Data harvesting can minimise wasted time
Eseebase specialises in optimal building operation. The Herning-based company is led by Per Klitte, and he fully understands the advantage of technologies like the Internet of Things and Big Data, i.e. large-scale data harvesting and processing.
Today, Eseebase already uses the technologies to optimise its own processes and those of clients. Buildings are surveyed and digitised so they can be 3D-modelled. The data collection forms the basis for providing clients with an overall view, which results in large savings during e.g. relocation or maintenance.
This is known as data-driven process optimisation, a technology that Per Klitte predicts will have a great future - especially once it is expanded to all industries.
“The technology is already here, but in the near future Big Data and the Internet of Things will be developed even further. It will constitute a natural streamlining that everyone can benefit from. It will eliminate wasted time, and it will allow cheaper purchasing because you will have exact knowledge of amounts, usage, wear and price,” he says.
In the longer term, he sees the fusion of data-driven process optimisation with other technologies as natural.
The fusion will streamline processes even more, and all in all, it has the potential to make Danish companies far more competitive than they are today.
“The optimisation of processes will eventually work together with other technologies. Companies will still outsource certain manual tasks, but at the same time, automated production could pull others back. I think new technology could result in insourcing,” says Per Klitte.
3D printing is the next industrial revolution
Davinci Development is an engineering company headquartered in Billund, which develops and constructs products and machines.
The company’s CEO Ole Lykke Jensen predicts an almost unbelievable expansion in the use of 3D printing.
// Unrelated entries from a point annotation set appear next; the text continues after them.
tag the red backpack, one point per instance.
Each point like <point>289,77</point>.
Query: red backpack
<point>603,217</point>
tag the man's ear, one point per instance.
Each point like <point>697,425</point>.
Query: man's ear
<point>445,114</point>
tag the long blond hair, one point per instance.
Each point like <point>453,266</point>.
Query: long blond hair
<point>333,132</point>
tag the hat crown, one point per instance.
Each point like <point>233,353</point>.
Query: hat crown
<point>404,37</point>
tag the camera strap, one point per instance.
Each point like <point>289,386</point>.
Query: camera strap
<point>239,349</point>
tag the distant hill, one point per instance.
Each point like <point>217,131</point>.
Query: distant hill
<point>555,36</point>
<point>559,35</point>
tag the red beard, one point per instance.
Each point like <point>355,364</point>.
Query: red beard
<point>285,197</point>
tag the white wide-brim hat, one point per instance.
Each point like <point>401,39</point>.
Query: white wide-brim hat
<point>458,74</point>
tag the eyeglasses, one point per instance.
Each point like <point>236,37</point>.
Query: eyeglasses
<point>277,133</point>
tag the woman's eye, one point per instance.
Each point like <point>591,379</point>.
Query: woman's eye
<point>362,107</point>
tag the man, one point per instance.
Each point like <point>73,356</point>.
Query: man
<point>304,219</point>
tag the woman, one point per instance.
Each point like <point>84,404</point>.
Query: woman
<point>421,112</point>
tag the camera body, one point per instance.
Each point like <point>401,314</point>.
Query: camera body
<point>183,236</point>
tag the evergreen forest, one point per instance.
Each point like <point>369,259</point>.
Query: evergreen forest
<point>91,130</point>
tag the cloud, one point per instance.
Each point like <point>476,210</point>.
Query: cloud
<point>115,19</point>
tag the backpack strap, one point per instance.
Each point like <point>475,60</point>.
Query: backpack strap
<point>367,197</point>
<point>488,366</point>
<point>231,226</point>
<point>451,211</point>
The technology has now moved from hobby users to professional usage. The major leap is right around the corner.
“The big players have now started marketing 3D printers, which will really kick-start development. Companies like HP are trying to capture the global market, which some expect to become larger than the traditional 2D printing market,” he says.
The capabilities of 3D printers are still limited today, but that is changing. The consequences could be major. Even within a few years.
“As 3D printing becomes more precise and incorporates more materials, the technology will be used increasingly in manufacturing itself. This development is already underway. One of the next big things will the possibility to print objects with electrically conductive properties. In practice, this means you could print a circuit board,” he says.
Today, 3D printing is already capable of competing with serial production. When it becomes possible to print even more properties into a single component, we will be well on our way to a scenario where 3D printing can compete with mass production.
“Development is headed towards printing finished products in one go as they are needed. This is known as ‘print on demand’, and it will develop over the next 10 to 20 years. It must be viable, of course, but we are getting closer here, too. 3D printing could be the next industrial revolution,” says Ole Lykke Jensen.